Multicollinearity arises when you are trying to assess the relationships between a dependent or criterion variable – sales, for example – and several independent variables. The independent variables will often be correlated – that is, a change in one will be related to corresponding changes in the others. For example, in educational research much effort has gone into explaining academic achievement as the result of socio-economic status (SES). SES is assessed by several different variables (income, education, job, etc.) which tend to be correlated.

So what's wrong with that? The problem arises when you try to perform your analysis using an automated procedure for constructing a multiple linear regression equation, which is how people often try to perform this type of analysis. If any independent variables are correlated both with each other and with the criterion, and you construct your regression equation automatically, the regression equation will tend to be unstable from one set of data to the next. The order in which the correlated independent variables will enter the regression equation will be largely due to small random differences in correlation with the criterion. To make a long story short, although you will have isolated the independent variables which explain the dependent variable, your equation based on these independent variables will still not explain the dependent variable.

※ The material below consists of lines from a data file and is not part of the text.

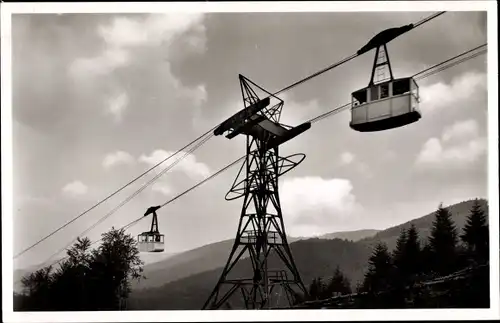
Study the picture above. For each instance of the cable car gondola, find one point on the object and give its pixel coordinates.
(152, 240)
(388, 103)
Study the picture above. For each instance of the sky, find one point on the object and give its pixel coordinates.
(100, 98)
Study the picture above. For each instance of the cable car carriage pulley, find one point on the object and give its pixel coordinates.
(386, 103)
(152, 240)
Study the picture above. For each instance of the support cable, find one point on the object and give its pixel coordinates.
(345, 60)
(133, 195)
(429, 71)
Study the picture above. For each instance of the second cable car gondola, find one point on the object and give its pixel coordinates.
(152, 240)
(388, 103)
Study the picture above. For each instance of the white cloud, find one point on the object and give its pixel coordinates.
(346, 158)
(125, 33)
(440, 95)
(461, 130)
(117, 104)
(314, 205)
(295, 113)
(189, 165)
(116, 158)
(75, 188)
(459, 145)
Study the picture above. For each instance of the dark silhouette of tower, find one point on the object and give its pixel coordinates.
(270, 272)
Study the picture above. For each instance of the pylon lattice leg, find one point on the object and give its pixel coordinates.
(261, 231)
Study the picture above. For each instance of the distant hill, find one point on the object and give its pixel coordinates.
(187, 263)
(314, 257)
(459, 212)
(350, 235)
(190, 293)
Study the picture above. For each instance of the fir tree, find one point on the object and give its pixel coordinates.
(413, 254)
(339, 284)
(443, 241)
(378, 277)
(476, 234)
(398, 256)
(316, 289)
(399, 252)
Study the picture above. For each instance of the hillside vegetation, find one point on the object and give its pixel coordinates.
(314, 258)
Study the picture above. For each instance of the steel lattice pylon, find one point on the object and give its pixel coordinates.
(261, 231)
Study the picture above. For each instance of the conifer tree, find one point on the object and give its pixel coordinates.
(380, 269)
(398, 257)
(413, 253)
(316, 289)
(476, 234)
(443, 240)
(338, 284)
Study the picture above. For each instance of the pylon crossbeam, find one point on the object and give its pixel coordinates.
(261, 232)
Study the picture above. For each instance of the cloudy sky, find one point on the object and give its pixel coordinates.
(99, 98)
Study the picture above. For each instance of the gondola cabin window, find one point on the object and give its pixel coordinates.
(385, 105)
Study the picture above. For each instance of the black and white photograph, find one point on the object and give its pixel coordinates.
(272, 160)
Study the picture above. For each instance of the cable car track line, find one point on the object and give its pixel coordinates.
(133, 195)
(448, 60)
(110, 196)
(345, 60)
(313, 120)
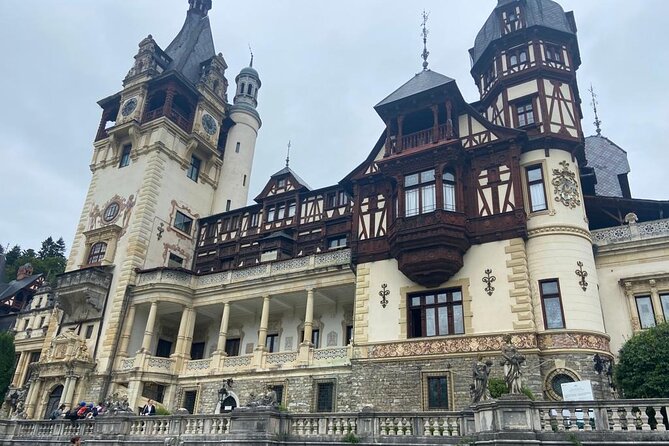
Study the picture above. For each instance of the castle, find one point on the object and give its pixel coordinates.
(465, 222)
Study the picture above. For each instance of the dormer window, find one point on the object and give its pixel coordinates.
(419, 193)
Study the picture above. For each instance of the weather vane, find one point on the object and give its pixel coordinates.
(426, 53)
(288, 155)
(594, 103)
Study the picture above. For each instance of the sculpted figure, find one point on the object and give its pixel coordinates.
(511, 362)
(480, 373)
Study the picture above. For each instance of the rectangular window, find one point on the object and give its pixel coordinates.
(153, 391)
(272, 343)
(554, 53)
(190, 396)
(337, 242)
(349, 335)
(419, 193)
(535, 184)
(525, 114)
(437, 392)
(644, 307)
(551, 303)
(183, 222)
(194, 168)
(436, 313)
(232, 346)
(197, 350)
(175, 261)
(125, 156)
(664, 299)
(325, 397)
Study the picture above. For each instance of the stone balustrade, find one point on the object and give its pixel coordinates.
(607, 422)
(187, 279)
(632, 231)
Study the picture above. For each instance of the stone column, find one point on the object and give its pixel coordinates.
(150, 326)
(309, 317)
(33, 397)
(223, 332)
(181, 336)
(259, 353)
(127, 331)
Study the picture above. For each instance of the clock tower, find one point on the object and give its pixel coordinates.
(170, 148)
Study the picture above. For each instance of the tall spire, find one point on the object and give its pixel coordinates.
(200, 6)
(426, 53)
(288, 155)
(594, 103)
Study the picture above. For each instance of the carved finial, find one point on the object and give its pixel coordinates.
(594, 103)
(426, 53)
(288, 154)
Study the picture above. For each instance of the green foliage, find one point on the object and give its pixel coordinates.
(6, 361)
(641, 371)
(49, 260)
(351, 438)
(497, 387)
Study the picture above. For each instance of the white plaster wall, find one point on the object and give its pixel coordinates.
(490, 313)
(237, 165)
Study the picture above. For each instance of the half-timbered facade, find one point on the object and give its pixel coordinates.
(465, 222)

When I discover correlations between independent variables I often just scale them and enter the scale score as a single variable. There also may be good theoretical reasons to justify a particular order of entry of independent variables into the regression equation, and if there are you should use that order of entry.

Outliers are simply deviant data. For example, if you go bowling four nights in a row, but have a migraine on the fourth night, your performance on the fourth night will bias any estimate of your bowling prowess based on all four nights' results.

Similar phenomena happen in regression analysis. Outliers are said to bump the regression line – that is, they can distort the estimate of the relationship between the independent and dependent variables. Outlying data should be identified so that you can investigate the circumstances in which they were collected. If your investigation shows that any data were likely to have been affected by extraneous factors, you should omit them from your analysis.